PES turns the cold, stylish iconography of a golden female mannequin into an overgrown, fecund landscape populated by expertly crafted bugs. It’s has something of a scary sensuality, far cry from the raunchy fun of Roof Sex (on YouTube). Whether it works to sell accessories remains to be seen, but it certainly sticks in your head.

Body Memory, by Ülo Pikkov

Built from the notion that our bodies retain the memories of those who came before, this short is an evocation of the deportation of Estonians within the Soviet Union in the 1940s. Yet the horrific specter of a windowless train has much broader implications.

The entire film is an articulation of this single image, one of the defining metaphors of the 20th century. People of yarn are cramped into a single wooden car and jostled about by an unseen force determined to unravel them all. Immensely evocative, it strikes a chord deep within our collective unconscious.

Instant T, by Perrine Faillet

VHS is dead, long live VHS. The conceit of this music video, essentially, is that a room full of old VHS tapes looks awesome if you animate them into crazy shapes and patterns. It’s captivating, tapping into the ability of really good stop motion to overwhelm your brain with the sheer impossibility of its images. It’d work quite nicely in a collection of films by and dedicated to Norman McLaren, though it instead can be found in the official competition of commissioned films.
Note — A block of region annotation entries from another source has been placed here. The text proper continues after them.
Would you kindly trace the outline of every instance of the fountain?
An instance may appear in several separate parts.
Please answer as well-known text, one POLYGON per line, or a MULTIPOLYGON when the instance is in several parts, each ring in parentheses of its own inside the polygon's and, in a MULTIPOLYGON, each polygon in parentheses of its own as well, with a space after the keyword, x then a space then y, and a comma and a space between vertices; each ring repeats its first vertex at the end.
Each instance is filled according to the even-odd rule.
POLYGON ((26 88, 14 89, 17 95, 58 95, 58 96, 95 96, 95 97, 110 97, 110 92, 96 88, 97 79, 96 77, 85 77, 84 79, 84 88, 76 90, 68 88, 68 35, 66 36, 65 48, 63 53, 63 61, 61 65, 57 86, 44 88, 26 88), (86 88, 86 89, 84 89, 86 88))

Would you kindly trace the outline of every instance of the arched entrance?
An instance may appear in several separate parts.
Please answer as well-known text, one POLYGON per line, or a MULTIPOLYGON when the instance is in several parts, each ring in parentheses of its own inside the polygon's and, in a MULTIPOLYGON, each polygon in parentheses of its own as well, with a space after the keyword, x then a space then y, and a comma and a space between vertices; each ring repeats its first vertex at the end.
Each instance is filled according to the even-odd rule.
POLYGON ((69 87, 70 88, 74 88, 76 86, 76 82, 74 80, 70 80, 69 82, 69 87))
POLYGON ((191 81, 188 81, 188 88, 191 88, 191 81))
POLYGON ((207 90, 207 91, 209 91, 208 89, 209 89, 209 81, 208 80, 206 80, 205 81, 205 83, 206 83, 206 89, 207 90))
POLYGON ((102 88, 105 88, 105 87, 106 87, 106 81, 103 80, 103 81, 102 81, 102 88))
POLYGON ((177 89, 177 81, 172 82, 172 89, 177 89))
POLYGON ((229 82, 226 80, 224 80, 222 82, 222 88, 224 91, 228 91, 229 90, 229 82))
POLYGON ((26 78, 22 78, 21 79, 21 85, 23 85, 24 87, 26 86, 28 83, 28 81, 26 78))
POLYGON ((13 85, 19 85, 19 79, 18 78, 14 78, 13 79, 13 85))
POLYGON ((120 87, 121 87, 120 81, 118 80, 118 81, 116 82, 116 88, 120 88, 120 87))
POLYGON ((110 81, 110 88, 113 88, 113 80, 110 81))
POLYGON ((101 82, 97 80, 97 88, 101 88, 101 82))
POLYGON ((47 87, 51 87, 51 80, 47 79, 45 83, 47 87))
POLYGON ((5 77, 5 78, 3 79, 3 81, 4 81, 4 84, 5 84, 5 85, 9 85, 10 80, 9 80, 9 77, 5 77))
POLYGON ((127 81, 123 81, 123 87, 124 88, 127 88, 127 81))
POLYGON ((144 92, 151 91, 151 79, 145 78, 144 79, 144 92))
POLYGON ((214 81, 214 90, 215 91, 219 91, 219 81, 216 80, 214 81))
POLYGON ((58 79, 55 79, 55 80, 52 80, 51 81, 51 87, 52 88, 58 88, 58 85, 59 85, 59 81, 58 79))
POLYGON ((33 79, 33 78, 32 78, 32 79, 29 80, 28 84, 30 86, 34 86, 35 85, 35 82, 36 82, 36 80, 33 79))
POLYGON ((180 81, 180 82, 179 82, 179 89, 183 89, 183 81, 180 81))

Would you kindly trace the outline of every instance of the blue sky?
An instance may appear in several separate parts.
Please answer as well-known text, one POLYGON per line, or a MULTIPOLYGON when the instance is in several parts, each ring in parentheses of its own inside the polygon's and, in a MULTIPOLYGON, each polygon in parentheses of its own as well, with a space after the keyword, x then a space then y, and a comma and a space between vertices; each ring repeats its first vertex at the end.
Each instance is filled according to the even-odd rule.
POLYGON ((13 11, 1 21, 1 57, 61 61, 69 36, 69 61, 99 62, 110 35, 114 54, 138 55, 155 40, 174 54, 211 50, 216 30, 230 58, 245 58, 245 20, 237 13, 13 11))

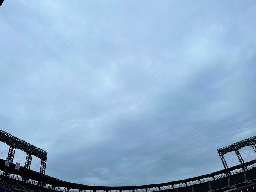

Notes on a Triangle, by René Jodoin

The most hypnotic of the splendidly spellbinding program of films assembled by the National Film Board of Canada to celebrate McLaren’s legacy, Jodoin’s Notes on a Triangle is exactly what you’d expect from the title. An endless variety of colored triangles morphing into other colored triangles. They break apart and merge together again, sometimes symmetrically and sometimes not, but always with a peculiar flair. And, following the three-pointed theme of the images, Jodoin accompanies these dancing triangles with an enchanting waltz.

Supermoine Holypop, by BAKERS

This is an ad for organic French soda. It looks like an ad for some sort of bizarre Game of Thrones spinoff videogame. The benefit of this, presumably, is convince French Game of Thrones fans (of which there are a great many) to drink organic soda. Sounds like a foolproof plan to me.